He and some other governmental leaders from Port St. Lucie, Sewalls Point and Stuart are asking people to join the cause by liking the campaign's Facebook page , posting specific pictures and sending letters to legislators. Ciampi says the ailing river needs a voice before it's too late.

 

"This is not an issue that belongs to somebody else. This is absolutely their issue," said Ciampi. 

 

Even though Martin County is fully behind the effort, the U.S. Army Corps of Engineers says it's following a 2008 federal agreement, by releasing Lake Okeechobee waters into the St. Lucie Estuary. 

 

Corps spokesman John Campbell says he sympathizes with the environmental damage to the estuary, but protecting the lake from overflowing comes first.

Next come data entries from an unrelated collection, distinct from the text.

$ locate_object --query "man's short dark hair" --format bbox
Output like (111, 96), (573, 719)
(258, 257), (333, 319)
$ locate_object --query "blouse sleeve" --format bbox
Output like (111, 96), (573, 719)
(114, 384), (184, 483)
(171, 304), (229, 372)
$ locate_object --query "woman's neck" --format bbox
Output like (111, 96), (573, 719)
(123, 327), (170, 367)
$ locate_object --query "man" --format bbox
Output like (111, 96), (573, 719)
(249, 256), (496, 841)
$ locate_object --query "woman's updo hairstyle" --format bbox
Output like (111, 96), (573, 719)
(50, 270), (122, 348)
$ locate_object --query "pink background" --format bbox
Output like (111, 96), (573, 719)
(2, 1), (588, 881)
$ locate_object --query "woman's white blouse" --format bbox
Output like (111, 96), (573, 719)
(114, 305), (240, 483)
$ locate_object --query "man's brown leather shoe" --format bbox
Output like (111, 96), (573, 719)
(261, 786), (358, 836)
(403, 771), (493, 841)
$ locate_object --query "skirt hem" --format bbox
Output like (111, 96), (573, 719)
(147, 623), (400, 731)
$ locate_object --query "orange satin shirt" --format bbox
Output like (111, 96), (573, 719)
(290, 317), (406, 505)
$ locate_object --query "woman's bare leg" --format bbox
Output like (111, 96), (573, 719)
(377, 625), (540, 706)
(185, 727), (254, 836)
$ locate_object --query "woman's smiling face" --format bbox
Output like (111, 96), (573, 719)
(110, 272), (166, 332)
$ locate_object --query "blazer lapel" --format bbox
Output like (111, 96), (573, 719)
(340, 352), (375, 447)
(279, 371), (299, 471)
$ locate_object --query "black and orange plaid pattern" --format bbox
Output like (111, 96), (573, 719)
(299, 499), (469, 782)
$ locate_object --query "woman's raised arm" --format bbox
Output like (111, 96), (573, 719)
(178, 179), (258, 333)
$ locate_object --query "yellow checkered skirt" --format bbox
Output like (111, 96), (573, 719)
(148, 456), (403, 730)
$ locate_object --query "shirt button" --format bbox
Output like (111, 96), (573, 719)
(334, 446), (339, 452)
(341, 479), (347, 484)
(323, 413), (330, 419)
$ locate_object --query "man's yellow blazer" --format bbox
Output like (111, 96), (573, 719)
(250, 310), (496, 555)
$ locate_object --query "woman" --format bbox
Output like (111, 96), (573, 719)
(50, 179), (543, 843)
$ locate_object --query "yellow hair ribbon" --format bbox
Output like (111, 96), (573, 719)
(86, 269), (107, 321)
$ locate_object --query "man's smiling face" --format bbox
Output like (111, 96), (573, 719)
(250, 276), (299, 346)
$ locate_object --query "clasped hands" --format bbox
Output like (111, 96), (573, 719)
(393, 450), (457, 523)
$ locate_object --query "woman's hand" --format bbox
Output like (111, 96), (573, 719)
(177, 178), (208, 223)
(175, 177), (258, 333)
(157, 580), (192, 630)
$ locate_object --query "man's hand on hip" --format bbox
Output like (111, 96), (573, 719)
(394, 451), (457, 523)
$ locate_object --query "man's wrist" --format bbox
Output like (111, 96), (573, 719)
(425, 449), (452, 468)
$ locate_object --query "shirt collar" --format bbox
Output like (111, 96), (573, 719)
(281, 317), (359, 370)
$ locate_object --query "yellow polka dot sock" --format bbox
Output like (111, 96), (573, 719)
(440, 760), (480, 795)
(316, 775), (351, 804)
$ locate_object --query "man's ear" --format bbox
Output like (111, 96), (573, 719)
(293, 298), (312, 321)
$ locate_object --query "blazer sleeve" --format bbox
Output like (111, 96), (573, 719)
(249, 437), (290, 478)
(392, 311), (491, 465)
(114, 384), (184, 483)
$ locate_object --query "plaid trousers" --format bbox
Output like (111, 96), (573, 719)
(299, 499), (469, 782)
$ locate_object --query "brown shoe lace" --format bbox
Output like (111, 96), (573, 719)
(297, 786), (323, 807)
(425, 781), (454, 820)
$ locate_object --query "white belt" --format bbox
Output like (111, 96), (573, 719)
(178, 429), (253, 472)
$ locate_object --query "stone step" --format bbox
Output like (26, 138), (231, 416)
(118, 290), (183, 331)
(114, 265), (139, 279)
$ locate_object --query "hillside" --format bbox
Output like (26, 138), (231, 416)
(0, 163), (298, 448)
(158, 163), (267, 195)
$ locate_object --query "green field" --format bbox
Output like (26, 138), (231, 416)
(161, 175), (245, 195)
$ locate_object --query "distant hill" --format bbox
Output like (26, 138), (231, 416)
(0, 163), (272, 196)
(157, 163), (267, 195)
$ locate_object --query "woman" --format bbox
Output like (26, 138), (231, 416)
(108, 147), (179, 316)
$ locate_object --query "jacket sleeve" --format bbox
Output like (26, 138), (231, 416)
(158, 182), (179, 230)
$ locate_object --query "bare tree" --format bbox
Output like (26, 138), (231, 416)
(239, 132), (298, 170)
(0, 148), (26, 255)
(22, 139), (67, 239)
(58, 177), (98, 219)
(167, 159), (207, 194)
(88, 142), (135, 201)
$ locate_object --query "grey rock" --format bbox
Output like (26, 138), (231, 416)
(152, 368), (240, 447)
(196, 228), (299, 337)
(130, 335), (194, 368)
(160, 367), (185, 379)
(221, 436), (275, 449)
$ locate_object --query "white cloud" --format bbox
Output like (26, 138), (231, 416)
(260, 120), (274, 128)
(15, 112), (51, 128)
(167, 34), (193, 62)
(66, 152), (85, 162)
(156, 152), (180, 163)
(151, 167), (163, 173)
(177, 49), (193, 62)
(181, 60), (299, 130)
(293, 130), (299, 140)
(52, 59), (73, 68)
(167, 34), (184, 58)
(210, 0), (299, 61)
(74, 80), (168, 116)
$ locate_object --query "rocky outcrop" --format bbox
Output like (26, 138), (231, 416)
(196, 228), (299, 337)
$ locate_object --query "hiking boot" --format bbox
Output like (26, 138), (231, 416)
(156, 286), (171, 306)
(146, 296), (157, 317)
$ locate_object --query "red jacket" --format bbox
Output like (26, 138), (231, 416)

The Corps says the releases protect homes and farmland from flooding, and Tropical Storm Isaac made the waters rise significantly. 

 

"The biggest reason we're doing it is in the interest of public safety. After Hurricane Katrina in New Orleans and failures in flood protection systems down there, the Corps of Engineers is certainly not prepared to look at another failure of a flood protection system," said Campbell.

 

Activists in Martin County are asking for the water to flow south, into the Everglades. That's where it naturally flowed, before engineers altered its path. 

 

Campbell says it would take Congressional action to change the Lake Okeechobee releases. That's exactly what Martin County commissioners are aiming for.